Voila! We have entered Marketing Nirvana. Apollo will finally answer that eternal question, Does advertising really work?

“Apollo is basically something that’s been the holy grail of measurement since people were drawing wooly mammoths on the side of caves,” said David Verklin, CEO of Carat Americas, one of the biggest media-buying agencies.

But is it the holy grail? Is Apollo going to turn broadcast advertising into a research-oriented discipline, much like direct mail? I don’t think so.

When was the last time you saw, heard or read an advertisement and then went out and bought the product or service advertised?

It happens, of course. But most of the time the trigger is not a conventional brand-building ad at all. Most of the time the trigger is a deal. (A sale, a coupon, a special offer.)

What do you find in a research-oriented discipline like direct mail? That’s right. Sales, coupons, special offers. Deals don’t build brands.

If Apollo gets off the ground, you are going to see an explosion of consumer promotions. These are the same consumers who are already bombarded with some 250 billion coupons a year.

In my opinion, Apollo is chasing the wrong model. Marketing people live in an advertising-centric world, but consumers don’t. Advertising is the bread and butter of the marketing community, but consumers see advertising mostly as an annoyance. If Apollo is the holy grail of the marketing community, TiVo is the holy grail of the consumer community.

Many marketing people believe that brand building is essentially an advertising game. The brand with the best advertising, the brand with the most advertising is going to win. So they launch programs with heavy, upfront advertising campaigns. The theory is if you can win the advertising battle, you will win the marketing war.

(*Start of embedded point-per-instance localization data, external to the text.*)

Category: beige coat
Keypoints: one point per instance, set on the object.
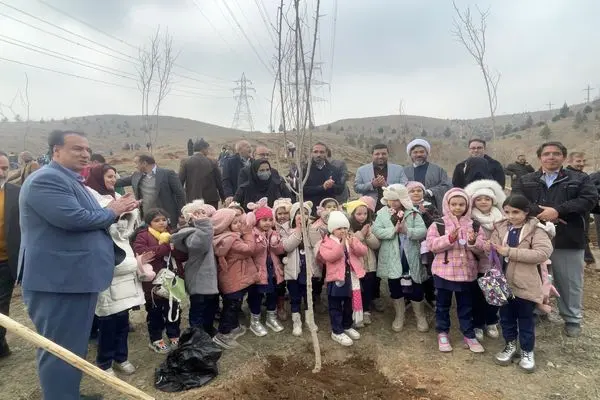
(372, 243)
(522, 271)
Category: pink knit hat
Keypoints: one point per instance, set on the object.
(222, 219)
(369, 201)
(263, 213)
(413, 184)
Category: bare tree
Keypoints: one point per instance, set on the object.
(472, 35)
(149, 59)
(295, 106)
(164, 67)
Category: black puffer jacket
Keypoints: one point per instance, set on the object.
(572, 194)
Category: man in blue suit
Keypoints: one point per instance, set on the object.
(66, 257)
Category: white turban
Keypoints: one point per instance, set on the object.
(418, 142)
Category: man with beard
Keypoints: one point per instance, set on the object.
(519, 168)
(477, 150)
(432, 176)
(373, 177)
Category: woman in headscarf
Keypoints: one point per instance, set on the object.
(262, 183)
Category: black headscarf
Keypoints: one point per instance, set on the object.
(260, 185)
(477, 168)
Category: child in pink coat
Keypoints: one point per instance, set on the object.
(270, 269)
(343, 253)
(454, 268)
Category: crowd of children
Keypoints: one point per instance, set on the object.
(426, 256)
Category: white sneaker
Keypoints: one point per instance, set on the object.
(352, 333)
(125, 367)
(492, 331)
(342, 339)
(479, 334)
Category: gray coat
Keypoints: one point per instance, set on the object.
(436, 180)
(200, 271)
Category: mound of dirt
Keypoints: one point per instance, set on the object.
(356, 378)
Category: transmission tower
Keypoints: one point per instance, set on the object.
(242, 109)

In a recent issue of Advertising Age, the first year cost of a major product launch was estimated to be $68.3 million, of which the advertising accounted for $40 million, or about 60 percent of the budget.

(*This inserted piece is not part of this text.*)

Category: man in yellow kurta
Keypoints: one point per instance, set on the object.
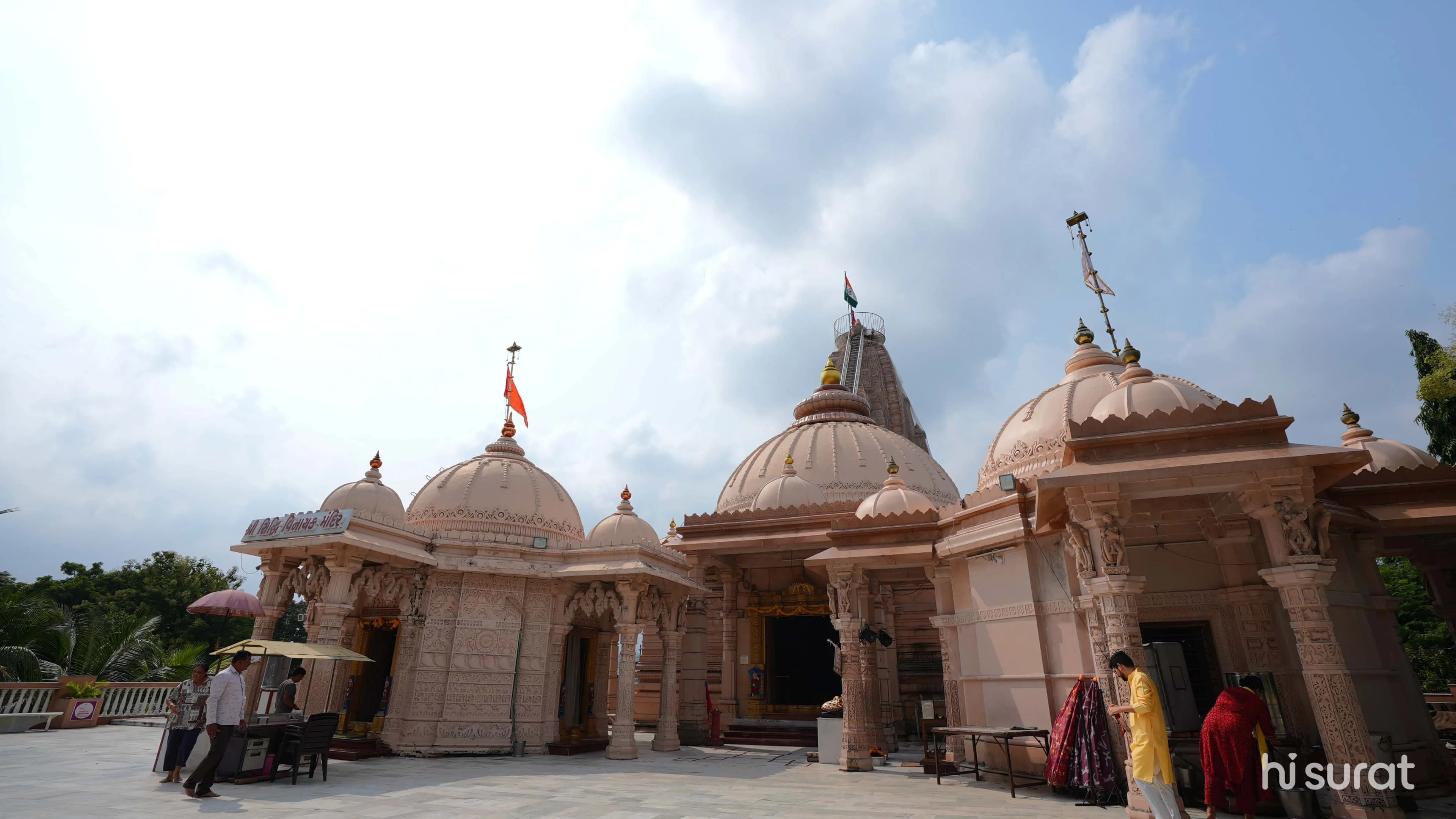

Something is out of whack. Sure there have been plenty of new brands launched with advertising budgets of $40 million or more. ( and quite a few of the early dot.coms, for example.) But when you look at the brands that really made it big, you see a different pattern.

Starbucks, Red Bull, Google, Amazon, eBay, Linux and many other powerful brands weren’t launched with big advertising budgets at all. In its first 10 years, for example, Starbucks spent less than $10 million (total) on advertising.

Take Apple’s iPod, a classic example of a billion-dollar brand launched primarily with PR. Sure they ran heavy advertising, but only after the brand had already been established.

And what do you make of the iPod television commercials? Colorful silhouettes of young people dancing with white wires in their ears. The iPod TV spots don’t tell what product is, what it does or what it costs. Viewers already know that.

What the commercials do is to reinforce the perception that the iPod is the coolest product on the planet.

Ditto for Sony’s PlayStation Portable, except that they haven’t run any advertising at all, yet they sold hundreds of thousands of PSPs the first week they were on sale.

It’s time for marketing to ditch its advertising-centric model and look at the real world. Where do consumers get most of their information about brands? It’s not advertising. Most of what consumers learn about products and services they get by word of mouth or by PR.

That’s not to say that advertising doesn’t have a function. It does. But that function is not to inform. Advertising’s function is to reinforce what’s already been put in the consumer’s mind by other means.

So when will we see a 10-page cover article in The New York Times Magazine on the virtues of launching a brand with PR? Probably not very soon. That would go against the publication’s self interest.

The New York Times Magazine sells advertising space. It doesn’t sell PR space.